Hey, kid! Good, you’re here!
Not sure if you’ve seen the news, but an employee from the IT department of one of our clients (CyberT) got arrested by the police. The guy was running a successful phishing operation as a side gig.
CyberT wants us to check if this person has done anything malicious to any of their assets. Get set up, grab a cup of coffee, and meet me in the conference room.
Here’s the machine our disgruntled IT user last worked on. Check if there’s anything our client needs to be worried about.
My advice: Look at the privileged commands that were run. That should get you started.
The user installed a package on the machine using elevated privileges. According to the logs, what is the full COMMAND?
cat /var/log/auth.log | grep "sudo" #to read the content of auth.log and filter with "sudo" keyword

What was the present working directory (PWD) when the previous command was run?
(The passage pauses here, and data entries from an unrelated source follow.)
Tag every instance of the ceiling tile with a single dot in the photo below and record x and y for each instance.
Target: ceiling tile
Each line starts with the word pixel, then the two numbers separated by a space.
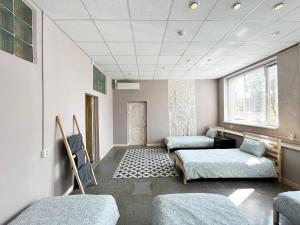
pixel 109 68
pixel 247 31
pixel 148 31
pixel 150 60
pixel 108 9
pixel 94 48
pixel 80 30
pixel 147 68
pixel 114 74
pixel 188 60
pixel 181 10
pixel 293 15
pixel 189 29
pixel 168 60
pixel 147 48
pixel 146 74
pixel 266 11
pixel 223 10
pixel 199 48
pixel 62 9
pixel 164 67
pixel 214 30
pixel 280 28
pixel 115 30
pixel 104 60
pixel 292 37
pixel 125 48
pixel 129 68
pixel 173 48
pixel 182 67
pixel 163 73
pixel 149 10
pixel 125 59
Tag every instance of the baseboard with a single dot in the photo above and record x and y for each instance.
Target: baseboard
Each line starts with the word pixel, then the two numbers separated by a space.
pixel 69 190
pixel 120 145
pixel 155 145
pixel 290 183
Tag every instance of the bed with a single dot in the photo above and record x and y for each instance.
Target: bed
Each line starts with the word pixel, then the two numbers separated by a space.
pixel 231 163
pixel 70 210
pixel 195 209
pixel 184 142
pixel 287 204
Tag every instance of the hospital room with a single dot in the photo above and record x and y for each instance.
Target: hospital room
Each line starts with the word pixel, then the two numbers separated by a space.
pixel 150 112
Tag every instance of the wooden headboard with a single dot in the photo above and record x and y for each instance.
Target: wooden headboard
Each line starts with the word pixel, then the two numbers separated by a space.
pixel 220 129
pixel 273 149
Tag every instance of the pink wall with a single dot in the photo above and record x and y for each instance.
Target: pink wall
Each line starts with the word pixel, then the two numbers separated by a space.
pixel 25 176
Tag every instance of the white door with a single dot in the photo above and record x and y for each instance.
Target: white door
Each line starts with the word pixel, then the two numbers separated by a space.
pixel 137 123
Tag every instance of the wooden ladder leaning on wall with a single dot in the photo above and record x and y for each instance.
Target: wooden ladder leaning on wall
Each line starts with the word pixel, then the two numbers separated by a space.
pixel 72 156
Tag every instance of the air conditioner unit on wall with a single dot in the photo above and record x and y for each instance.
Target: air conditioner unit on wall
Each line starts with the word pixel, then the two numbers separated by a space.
pixel 127 86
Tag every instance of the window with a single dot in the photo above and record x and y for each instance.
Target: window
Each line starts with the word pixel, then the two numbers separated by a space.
pixel 99 80
pixel 252 97
pixel 16 28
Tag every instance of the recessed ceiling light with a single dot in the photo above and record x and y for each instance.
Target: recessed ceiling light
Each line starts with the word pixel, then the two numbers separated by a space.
pixel 180 32
pixel 236 6
pixel 278 6
pixel 276 33
pixel 194 5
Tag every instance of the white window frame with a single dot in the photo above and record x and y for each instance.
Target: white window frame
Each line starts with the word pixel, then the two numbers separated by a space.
pixel 265 64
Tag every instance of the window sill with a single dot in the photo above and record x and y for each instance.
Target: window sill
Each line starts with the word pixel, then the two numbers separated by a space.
pixel 251 125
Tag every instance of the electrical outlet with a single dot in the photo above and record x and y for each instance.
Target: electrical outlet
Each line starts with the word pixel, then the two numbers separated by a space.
pixel 44 153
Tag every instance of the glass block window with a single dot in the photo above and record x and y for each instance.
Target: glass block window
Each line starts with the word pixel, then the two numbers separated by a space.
pixel 99 80
pixel 16 29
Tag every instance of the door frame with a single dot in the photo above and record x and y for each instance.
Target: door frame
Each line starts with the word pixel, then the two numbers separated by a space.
pixel 95 127
pixel 146 117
Keep going. Our disgruntled IT was supposed to only install a service on this computer, so look for commands that are unrelated to that.
Which user was created after the package from the previous task was installed?
cat /var/log/auth.log | grep "adduser"

A user was then later given sudo privileges. When was the sudoers file updated? (Format: Month Day HH:MM:SS)
cat /var/log/auth.log | grep "visudo"

A script file was opened using the "vi" text editor. What is the name of this file?
cat /var/log/auth.log | grep "vi"

That bomb.sh file is a huge red flag! While a file is already incriminating in itself, we still need to find out where it came from and what it contains. The problem is that the file does not exist anymore.